Charles M. Perou, PhD
For patients with early-stage invasive breast cancer and known estrogen receptor (ER), progesterone receptor (PR), and HER2 status, ASCO’s February 2016 release of their evidence-based recommendations1
helped define appropriate use of biomarker assay results in guiding decisions on adjuvant treatment.
The recommendations state that beyond ER/PR and HER2 status, results from Oncotype
DX, EndoPredict, PAM50, Breast Cancer Index, and urokinase plasminogen activator and plasminogen activator inhibitor type 1 have clinical utility in guiding treatment decisions on adjuvant therapy in subgroups of patients with breast cancer.
However, no biomarker test—except for ER/PR and HER2 status—was recommended for use to guide choices of specific drugs or treatment regimens.
The identification of intrinsic subtypes should be utilized to guide breast cancer treatment choices; however, more work needs to be done on sequencing the genome to determine what other biomarkers could carry significance in these patients, explains Charles M. Perou, PhD.

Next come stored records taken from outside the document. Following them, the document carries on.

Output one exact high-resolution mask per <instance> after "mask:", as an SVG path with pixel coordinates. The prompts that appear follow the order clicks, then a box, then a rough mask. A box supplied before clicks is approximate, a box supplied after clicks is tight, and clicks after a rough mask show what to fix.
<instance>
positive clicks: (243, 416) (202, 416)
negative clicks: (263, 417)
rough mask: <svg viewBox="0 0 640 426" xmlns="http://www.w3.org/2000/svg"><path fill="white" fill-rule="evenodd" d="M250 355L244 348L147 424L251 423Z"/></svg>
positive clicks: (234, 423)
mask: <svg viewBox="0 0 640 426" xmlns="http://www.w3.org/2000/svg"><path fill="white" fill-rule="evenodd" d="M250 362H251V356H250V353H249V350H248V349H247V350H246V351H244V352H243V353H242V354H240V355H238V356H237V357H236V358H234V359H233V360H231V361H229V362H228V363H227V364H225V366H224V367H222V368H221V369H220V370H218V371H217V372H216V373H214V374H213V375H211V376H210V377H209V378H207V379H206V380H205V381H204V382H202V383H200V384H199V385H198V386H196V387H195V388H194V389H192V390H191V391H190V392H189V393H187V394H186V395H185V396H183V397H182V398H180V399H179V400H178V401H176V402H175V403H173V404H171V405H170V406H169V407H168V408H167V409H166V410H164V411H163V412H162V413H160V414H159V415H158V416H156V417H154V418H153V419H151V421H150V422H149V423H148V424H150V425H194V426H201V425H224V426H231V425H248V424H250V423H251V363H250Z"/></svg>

In an interview with OncLive
, Perou, May Goldman Shaw Distinguished Professor of Molecular Oncology, professor of Genetics, and Pathology and Laboratory Medicine, Lineberger Comprehensive Cancer Center, University of North Carolina School of Medicine, discusses how lobular breast cancer subtypes are used in clinical practice, what researchers have learned from sequencing the genome, and how determining intrinsic subtypes can help guide breast cancer therapy.
OncLive: How are lobular breast cancer subtypes being integrated into clinical arena?
: There was a recent paper published from The Cancer Genome Atlas (TCGA) that was focused on studies in lobular breast cancers. From those studies, the main finding was a strong reinforcement that, on a molecular level, lobular breast cancer is really a distinct disease. It has a unique set of mutations, prominently including E-cadherin. However, another interesting finding included enrichment mutations in a gene called FOXA1
Through gene expression profiling, we found 3 potential subtypes of lobular breast cancer, one of which showed a more proliferative phenotype and had a slightly worse prognosis than the other 2.
The other 2 are defined by other features in the microenvironment. In 1 case, it looked like there were immune-cell infiltrates. In another case, it looked like perhaps there were fibroblasts or other types of stromal-cell infiltrates—suggesting that there are important interactions between the tumor and the microenvironment. Perhaps we can target the immune infiltrate type with immunotherapy.
Can you go into detail with these expressive subtypes?
We gave them relatively simple names. We called one the “proliferative” type, as it showed higher expression of cell cycle–regulated genes and a worse prognosis. We called the second the “immune” type to signify the presence of immune cells—it actually had macrophages, which was somewhat different than what we see in ductal cancers. Finally, the “stromal” type has fibroblasts and other types of mesenchymal cells.
What are the immediate next steps for this project?
If possible, the next steps are to look at existing studies with the new lens and see if it has any therapeutic differences. We now have some tools to go in and look at earlier studies and link to some of these new findings.
The Breast International Group (BIG) 1-98 study, for example, was a very large aromatase inhibitor versus tamoxifen study. There were enough lobular breast cancers where they could look at the 2 arms between the lobular cancers and see a difference. That would be a great study to go back and look at these expression subtypes—to look at the FOXA1
mutations and see if the mutants behave differently than the wild-type cases.FOXA1
is a cofactor with ER and it is required for, in some way, full ER activity. Mutations and a cofactor of ER certainly hint that there are going to be some differences in potential endocrine responses.
What are some unanswered questions with lobular breast cancers?
Is there a difference in responsiveness of aromatase inhibitors versus tamoxifen? A number of lobular cancers and their chemotherapy responsiveness is another place to look. These are maybe not as chemotherapy responsive in general as ER-positive cancers, which are also maybe not that chemotherapy responsive.